Il regista, Fabrizio Bentivoglio e Toni Servillo accompagnano il film in anteprima al Bif&st: “non credo sia un film sulla giovinezza perduta” dice l’attore napoletano. Il film esce al cinema dal 30/3


BARI – “La giovinezza e la vecchiaia sono solo una menzogna: lui è giovane, ma io sono Casanova”, afferma il settecentesco Giacomo, interpretato da Fabrizio Bentivoglio, che recita la parte di un attore che recita il ruolo del veneziano, in un “film sul tempo che passa”, come dice il personaggio di Toni Servillo (nel film il regista Leo Benvenuti) in dialogo con Silvia (Sara Serraiocco), contadina dalla sofisticata bellezza, estranea all’esistere nel cinema, universo che involontariamente fende, facendo dubitare le certezze di un uomo (Benvenuti) che non ha mai pensato che il proprio anelito potesse essere altrove dal cinema stesso, perché “per me la vita è accettabile soltanto quando giro” afferma parafrasando Hitckcock, ma “la verità è che tu il film non lo vuoi finire perché fuori c’è la vita vera”, gli ribatte il suo montatore Gianni (Natalino Balasso). 

“Una delle cose che mi ha colpito scrivendo era che il personaggio di Casanova sia destinato a fallire nel tentativo di ripetere se stesso, è rimasto legato a un modello. Mentre il personaggio di Toni Servillo è un seduttore e ha uno status di un certo tipo ma alla fine apre una piccola porta sul futuro”, spiega Gabriele Salvatores, regista de Il ritorno di Casanova, in anteprima al Bif&st 2023. 

Nel film, Benvenuti, maestro di cinema, sta cercando di portare a termine il montaggio del suo ultimo film, protagonista un autunnale Casanova di metà Settecento: l’opera s’annuncia conforme alla Mostra di Venezia, palco quasi certo anche per il giovane autore Lorenzo Marino, apparentemente considerato di poco conto dal decano, ma forse realmente temuto, non per la sua arte, quanto per il tempo che la sua esistenza ancora gli mette a disposizione. “Bernardi si occupa ossessivamente della sua vanità, della sua carriera, la vita gli va incontro e lui goffamente cerca di barcamenarsi tra la sua vita cinematografica e la giovane ragazza che con il mondo del cinema non ha nulla a che fare. Questo film suggerisce che la vita corre più veloce del cinema, si gira verso il cinema e gli fa maramao: è quello che accade a Leo Bernardi e che Gabriele Salvatores ha raccontato con grazia” per Servillo. 

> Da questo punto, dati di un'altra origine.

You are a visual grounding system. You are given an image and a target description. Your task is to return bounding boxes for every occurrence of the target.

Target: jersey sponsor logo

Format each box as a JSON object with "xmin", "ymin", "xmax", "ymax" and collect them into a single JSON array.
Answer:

C’è il futuro nel film che Gabriele Salvatores ha diretto, e c’è secondo un senso di circolarità che apre nelle prime sequenze – in bianco e nero – dentro una casa domotica, inquietantemente capace di percepire addirittura la malinconia dell’umano, spazio che infatti respira tempo a venire e convive con “le macchine”; e c’è – sempre il futuro – nelle sequenze finali, nella notte veneziana del Lido, dalle cui acque lagunari – simbolo liquido della vita – “emerge” l’icona del tempo prossimo. Salvatores fa una precisa, affascinante, efficace, seduttiva, simbolica scelta fotografica (curata da Italo Petriccione): il presente per lui è bicolore, bianco e nero, mentre il passato a colori, così alterna le cromie del film, non una sofisticatezza estetica fine a se stessa, ma una studiata metafora, così come il “…Whatever Will Be, Will Be…” che suona sul finale. 

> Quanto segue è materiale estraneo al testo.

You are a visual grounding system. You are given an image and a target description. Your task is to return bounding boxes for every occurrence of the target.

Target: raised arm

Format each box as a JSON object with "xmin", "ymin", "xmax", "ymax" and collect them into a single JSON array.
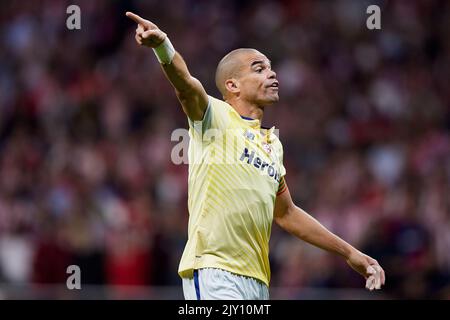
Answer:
[
  {"xmin": 126, "ymin": 12, "xmax": 208, "ymax": 121},
  {"xmin": 274, "ymin": 179, "xmax": 385, "ymax": 290}
]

“È il primo film in cui parlo un po’ di me, ma non è autobiografico. La casa del film, che ho comprato tre anni fa, è domotica, ma sono sempre stato affascinato dalla tecnologia che prende potere, sin dal cinema indie americano. Esiste la realtà o la finzione? La vita è sogno? L’idea che se diamo troppo spazio alla tecnologia ci sostituirà mi terrorizza e ho voluto parlare di questo: così, che una casa senta la malinconia è terribile ma non impossibile”.

Salvatores comunque non è il Guido Anselmi (Mastroianni) – alter ego di Fellini – di 8 ½ , seppur qualche eco potrebbe sembrare di intercettarlo, ma allora – restando a Fellini – si potrebbe anche leggere nel finale del Casanova un’affinità con quello de La dolce vita, là sulla spiaggia, nel dialogo reso impossibile dal rumore tra un uomo e una donna (Marcello e Paola), alla presenza simbolica del mostro marino, ignoto, come il futuro di Bernardi: piuttosto, Gabriele Salvatores – restando e bastando a se stesso – riesce con maturità di mestiere e di vita, e con una delicatezza che lo contraddistingue nella sua arte, a mettere in scena le vene e i capillari della senilità maschile con una chiave di volta capace di sfumature le più variegate, e giocando magistralmente con lo strumento narrativo del cinema, danzando sul confine tra realtà e finzione, senza l’eccesso del volo pindarico, ma altrettanto senza la banalità della vita. 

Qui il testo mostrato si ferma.